Cocção e moagem dos resíduos, com posterior adição de fonte de carboidratos e fermento lático: os resíduos de pescado são submetidos a cocção a 100ºC x 20 min., visando-se paralisar a ação enzimática e destruir bactérias patogênicas e putrefativas presentes nos resíduos crus. A água de cocção deve ser drenada, e após esfriar em temperatura ambiente, o resíduo é moído e mesclado com sacarose, melaço e inóculo de iogurte (Foto 3 e 4).
Incubação e fermentação: a temperatura em que vai se realizar o processo de fermentação é um fator determinante para a produção de um produto estável.
A temperatura ideal é de 40ºC por 48 hs, com o pH alcançando valores de 4,0.
Armazenamento:
uma vez produzida a fermentação lática, o produto tende a estabilizar-se no pH e incrementar-se na acidez lática. Deve ser armazenado em recipientes fechados, à temperatura ambiente, por até 6 meses.
O pH alcançado é importante para conferir uma conservação mais prolongada do produto acabado (quadro acima). Tem-se observado que silagens obtidas de resíduos de pescado com pH final entre 3,9 e 4,7 permanecem estáveis durante 30 a 160 dias.

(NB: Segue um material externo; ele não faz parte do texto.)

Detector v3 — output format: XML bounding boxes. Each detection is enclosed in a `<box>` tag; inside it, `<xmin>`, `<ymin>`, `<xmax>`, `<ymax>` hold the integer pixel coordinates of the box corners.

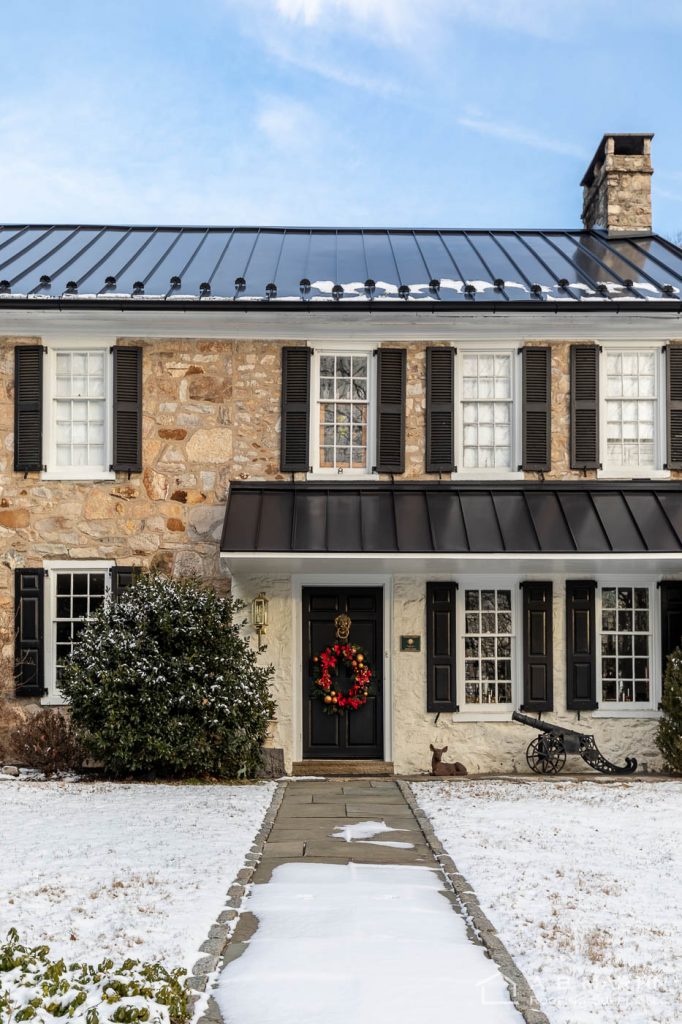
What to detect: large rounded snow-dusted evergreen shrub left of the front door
<box><xmin>59</xmin><ymin>573</ymin><xmax>274</xmax><ymax>778</ymax></box>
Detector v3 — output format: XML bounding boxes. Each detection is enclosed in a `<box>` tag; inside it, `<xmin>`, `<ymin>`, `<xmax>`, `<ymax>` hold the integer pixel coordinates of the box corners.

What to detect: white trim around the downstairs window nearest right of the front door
<box><xmin>455</xmin><ymin>574</ymin><xmax>525</xmax><ymax>722</ymax></box>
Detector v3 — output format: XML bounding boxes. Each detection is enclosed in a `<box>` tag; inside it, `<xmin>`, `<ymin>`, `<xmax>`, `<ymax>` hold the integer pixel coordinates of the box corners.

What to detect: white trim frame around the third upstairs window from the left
<box><xmin>451</xmin><ymin>342</ymin><xmax>525</xmax><ymax>480</ymax></box>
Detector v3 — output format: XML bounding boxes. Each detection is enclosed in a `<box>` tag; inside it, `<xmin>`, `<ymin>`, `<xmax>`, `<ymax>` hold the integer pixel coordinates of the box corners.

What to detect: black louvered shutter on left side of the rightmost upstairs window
<box><xmin>570</xmin><ymin>345</ymin><xmax>599</xmax><ymax>469</ymax></box>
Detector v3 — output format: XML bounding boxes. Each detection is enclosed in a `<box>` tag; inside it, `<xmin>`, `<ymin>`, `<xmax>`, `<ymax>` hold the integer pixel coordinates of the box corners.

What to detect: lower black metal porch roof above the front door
<box><xmin>220</xmin><ymin>480</ymin><xmax>682</xmax><ymax>554</ymax></box>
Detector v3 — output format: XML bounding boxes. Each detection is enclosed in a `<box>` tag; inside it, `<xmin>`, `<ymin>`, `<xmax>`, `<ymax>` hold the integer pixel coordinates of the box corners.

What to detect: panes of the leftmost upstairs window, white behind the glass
<box><xmin>53</xmin><ymin>349</ymin><xmax>106</xmax><ymax>470</ymax></box>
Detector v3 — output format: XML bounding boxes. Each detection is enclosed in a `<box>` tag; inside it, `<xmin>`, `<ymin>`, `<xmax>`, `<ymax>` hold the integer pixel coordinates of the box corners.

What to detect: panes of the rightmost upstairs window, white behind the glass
<box><xmin>606</xmin><ymin>350</ymin><xmax>657</xmax><ymax>469</ymax></box>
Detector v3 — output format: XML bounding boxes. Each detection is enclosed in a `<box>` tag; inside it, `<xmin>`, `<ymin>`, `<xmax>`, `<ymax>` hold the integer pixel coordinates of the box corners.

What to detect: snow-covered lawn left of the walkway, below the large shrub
<box><xmin>0</xmin><ymin>779</ymin><xmax>274</xmax><ymax>971</ymax></box>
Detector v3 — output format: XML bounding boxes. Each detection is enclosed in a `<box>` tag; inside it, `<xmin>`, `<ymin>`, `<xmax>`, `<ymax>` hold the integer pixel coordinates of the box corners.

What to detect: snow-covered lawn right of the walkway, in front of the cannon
<box><xmin>413</xmin><ymin>779</ymin><xmax>682</xmax><ymax>1024</ymax></box>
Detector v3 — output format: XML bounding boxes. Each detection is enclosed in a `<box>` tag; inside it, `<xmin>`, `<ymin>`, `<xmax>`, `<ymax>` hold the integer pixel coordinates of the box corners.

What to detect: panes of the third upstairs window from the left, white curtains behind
<box><xmin>461</xmin><ymin>352</ymin><xmax>513</xmax><ymax>469</ymax></box>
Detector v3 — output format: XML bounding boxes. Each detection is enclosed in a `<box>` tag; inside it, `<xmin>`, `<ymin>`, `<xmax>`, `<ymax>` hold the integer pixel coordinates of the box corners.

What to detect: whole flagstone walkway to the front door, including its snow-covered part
<box><xmin>205</xmin><ymin>778</ymin><xmax>545</xmax><ymax>1024</ymax></box>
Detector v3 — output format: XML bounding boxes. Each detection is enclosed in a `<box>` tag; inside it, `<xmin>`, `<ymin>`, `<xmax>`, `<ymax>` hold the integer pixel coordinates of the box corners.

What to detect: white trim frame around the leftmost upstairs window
<box><xmin>40</xmin><ymin>340</ymin><xmax>116</xmax><ymax>480</ymax></box>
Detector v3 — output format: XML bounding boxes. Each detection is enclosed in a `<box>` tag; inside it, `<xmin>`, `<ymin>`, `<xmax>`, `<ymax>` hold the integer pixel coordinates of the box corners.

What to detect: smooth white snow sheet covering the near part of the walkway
<box><xmin>214</xmin><ymin>863</ymin><xmax>523</xmax><ymax>1024</ymax></box>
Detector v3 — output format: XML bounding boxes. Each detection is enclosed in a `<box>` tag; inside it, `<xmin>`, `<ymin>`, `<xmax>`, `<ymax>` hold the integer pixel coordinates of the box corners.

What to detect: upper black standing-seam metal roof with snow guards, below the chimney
<box><xmin>0</xmin><ymin>224</ymin><xmax>682</xmax><ymax>308</ymax></box>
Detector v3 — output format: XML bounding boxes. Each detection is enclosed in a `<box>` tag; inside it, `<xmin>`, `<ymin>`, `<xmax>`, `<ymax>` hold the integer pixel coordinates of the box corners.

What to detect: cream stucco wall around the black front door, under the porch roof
<box><xmin>232</xmin><ymin>575</ymin><xmax>662</xmax><ymax>774</ymax></box>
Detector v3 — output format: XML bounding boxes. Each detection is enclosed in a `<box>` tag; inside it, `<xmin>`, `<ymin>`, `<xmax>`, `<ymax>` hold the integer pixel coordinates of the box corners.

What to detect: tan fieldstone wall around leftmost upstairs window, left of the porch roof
<box><xmin>0</xmin><ymin>337</ymin><xmax>292</xmax><ymax>693</ymax></box>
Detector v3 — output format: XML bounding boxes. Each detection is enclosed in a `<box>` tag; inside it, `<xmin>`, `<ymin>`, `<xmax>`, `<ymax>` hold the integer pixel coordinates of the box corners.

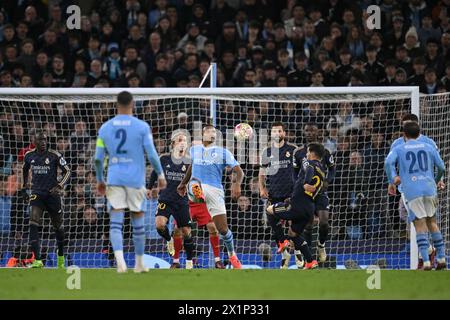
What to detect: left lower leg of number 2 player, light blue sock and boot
<box><xmin>109</xmin><ymin>209</ymin><xmax>127</xmax><ymax>273</ymax></box>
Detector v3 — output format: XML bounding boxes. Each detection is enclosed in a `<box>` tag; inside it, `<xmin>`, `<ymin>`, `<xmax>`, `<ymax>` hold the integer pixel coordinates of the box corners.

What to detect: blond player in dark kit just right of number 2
<box><xmin>149</xmin><ymin>130</ymin><xmax>194</xmax><ymax>269</ymax></box>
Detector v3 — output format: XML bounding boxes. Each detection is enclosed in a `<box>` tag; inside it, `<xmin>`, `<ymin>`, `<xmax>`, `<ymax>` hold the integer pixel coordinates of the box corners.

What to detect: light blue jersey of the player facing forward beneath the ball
<box><xmin>189</xmin><ymin>145</ymin><xmax>239</xmax><ymax>189</ymax></box>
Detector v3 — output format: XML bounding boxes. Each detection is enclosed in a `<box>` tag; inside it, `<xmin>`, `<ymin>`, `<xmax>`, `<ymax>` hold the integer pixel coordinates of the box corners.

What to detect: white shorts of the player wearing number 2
<box><xmin>106</xmin><ymin>186</ymin><xmax>147</xmax><ymax>212</ymax></box>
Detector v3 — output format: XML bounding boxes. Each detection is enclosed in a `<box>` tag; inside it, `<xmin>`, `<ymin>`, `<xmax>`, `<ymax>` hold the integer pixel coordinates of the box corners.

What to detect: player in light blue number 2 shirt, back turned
<box><xmin>95</xmin><ymin>91</ymin><xmax>167</xmax><ymax>273</ymax></box>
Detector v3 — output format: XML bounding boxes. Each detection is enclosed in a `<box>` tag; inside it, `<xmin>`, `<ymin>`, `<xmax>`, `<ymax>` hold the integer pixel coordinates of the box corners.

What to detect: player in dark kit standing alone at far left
<box><xmin>21</xmin><ymin>131</ymin><xmax>70</xmax><ymax>268</ymax></box>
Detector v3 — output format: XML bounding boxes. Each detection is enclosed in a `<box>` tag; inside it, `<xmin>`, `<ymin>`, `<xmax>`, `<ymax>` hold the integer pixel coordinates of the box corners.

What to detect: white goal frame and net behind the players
<box><xmin>0</xmin><ymin>87</ymin><xmax>450</xmax><ymax>269</ymax></box>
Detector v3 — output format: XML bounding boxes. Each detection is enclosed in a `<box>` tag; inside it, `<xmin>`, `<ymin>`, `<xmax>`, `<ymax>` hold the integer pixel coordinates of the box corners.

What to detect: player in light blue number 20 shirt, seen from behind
<box><xmin>385</xmin><ymin>121</ymin><xmax>447</xmax><ymax>270</ymax></box>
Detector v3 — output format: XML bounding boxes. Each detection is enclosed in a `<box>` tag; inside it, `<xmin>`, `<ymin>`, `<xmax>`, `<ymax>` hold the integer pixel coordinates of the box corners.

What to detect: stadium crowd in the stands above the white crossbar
<box><xmin>0</xmin><ymin>0</ymin><xmax>450</xmax><ymax>93</ymax></box>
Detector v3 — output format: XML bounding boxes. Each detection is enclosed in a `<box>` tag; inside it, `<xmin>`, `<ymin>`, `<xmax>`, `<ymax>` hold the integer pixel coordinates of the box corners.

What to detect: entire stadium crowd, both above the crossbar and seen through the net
<box><xmin>0</xmin><ymin>0</ymin><xmax>450</xmax><ymax>255</ymax></box>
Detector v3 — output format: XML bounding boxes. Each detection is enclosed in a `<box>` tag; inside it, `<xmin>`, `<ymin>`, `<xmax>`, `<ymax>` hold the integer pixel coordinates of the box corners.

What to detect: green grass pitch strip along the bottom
<box><xmin>0</xmin><ymin>269</ymin><xmax>450</xmax><ymax>300</ymax></box>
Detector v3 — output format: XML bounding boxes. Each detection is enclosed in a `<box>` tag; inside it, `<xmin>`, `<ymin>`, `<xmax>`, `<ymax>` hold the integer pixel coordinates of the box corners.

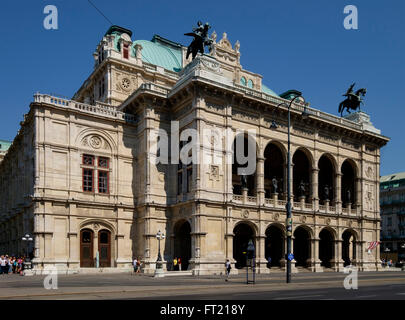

Composição e valor nutritivo
Os lactobacilos são capazes de realizar suas atividades metabólicas sem grandes alterações do substrato a fermentar, por isso não são perdidos os componentes básicos dos alimentos e o valor nutritivo do produto inicial.
A composição (quadro abaixo) e o valor nutritivo da silagem depende principalmente do resíduo, do tipo de açúcar e das características do inóculo bacteriano utilizados.
Em base seca temos 46% de proteína, 25% de gordura e 18% de cinzas, resultando num insumo de boas qualidades nutricionais.
Rações
A incorporação de silagem de pescado fabricada artesanalmente à rações comerciais é uma prática que tem sido realizada com ótimos resultados, a exemplo dos criadores de trutas arco-íris do “Projeto Especial Trutas Titicaca” no Lago Titicaca em Puno no Perú.
Pela concentração de proteínas da silagem, a relação de substituição da farinha de pescado pela silagem em dietas de frangos, suínos, patos e novilhos é de aproximadamente 3:1 (3 kg de silagem para 1 kg de farinha de peixe). Quando se trata de silagem integral (usando todo o pescado), a relação cai para 2 - 2,5 kg de silagem para 1 kg de farinha.
Em dietas balanceadas para peixes cultivados no Brasil, recomendo a realização de ensaios experimentais utilizando-se silagens de diferentes resíduos de pescado, observando-se o efeito no desenvolvimento dos mesmos.
Vale ressaltar que a silagem de resíduo de pescado não pretende igualar-se à farinha de peixe. O que se busca é uma alternativa viável e racional para os resíduos de pescado, visando a diminuição de impactos ambientais, ao mesmo tempo em que se pode melhorar a qualidade e o preço das rações.